If we look closely at what is going on there, we know that much of the revolt is fueled by the educated class. The last time Malaysia had a revolt, it was fueled by the incumbent government’s sponsored thugs. But not so in Iran, Tunisia and Egypt. Ironically, Malaysia sent tonnes of its “religion-studies” students to Egypt to Al-Azhar but none of them have ever imbibed or learnt anything from that cradle of civilisation with thousands of years of history because they spent much of their years there immersed in their own little ghetto, trying to simulate the life of the different little villages they came from in Malaysia.

These countries saw a revolution led by the intelligentsia, and the intellectuals. One of the main fuel is Tunisia’s horrific economic and unemployment problem at this time, while Egypt is strangled by its iron-fisted dictator who did not even bother to be nuanced about the way in which he is trying to control his people (he probably thought he could do it ala North Korea, whose people had spent generations under a gulag-like dictatorship). Or Iran. Iran has clamped down on access to much social media. A friend of mine studying there is completely incognito now, as the last email I received from him informed me that he has very little access to the cyberworld.

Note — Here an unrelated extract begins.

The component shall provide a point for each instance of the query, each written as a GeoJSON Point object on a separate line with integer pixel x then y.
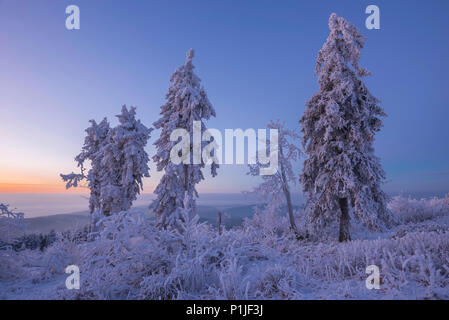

It is also interesting that in most news reports on Tunisia, they always prefaced the story of the revolt with the remark of how successful Tunisia’s education system has been (with the revolt as one of the domino effects of it) yet how underemployed the young people are (it would be interesting to study more closely how and what is the cause of that underemployment, beyond to-your-face economics). There are a number of Tunisian Fulbrighters in the US, and from what I have heard from some of the Middle-Eastern Fulbrighters, many were concerned about returning home to no jobs. I heard first heard of all these in 2008. But I also suspect that they didn’t want to return to the politics of their country. I distinctly remember a guy from Tunisia who voiced the concern of economics, as did also a Lebanese woman, as being the cause of their desire to be able to remain in the US (even though US financial crisis was beginning to escalate at that time). Both these countries have remarkable European influences to this day, and this shows by the dual cultures straddled effortlessly by the more educated citizens.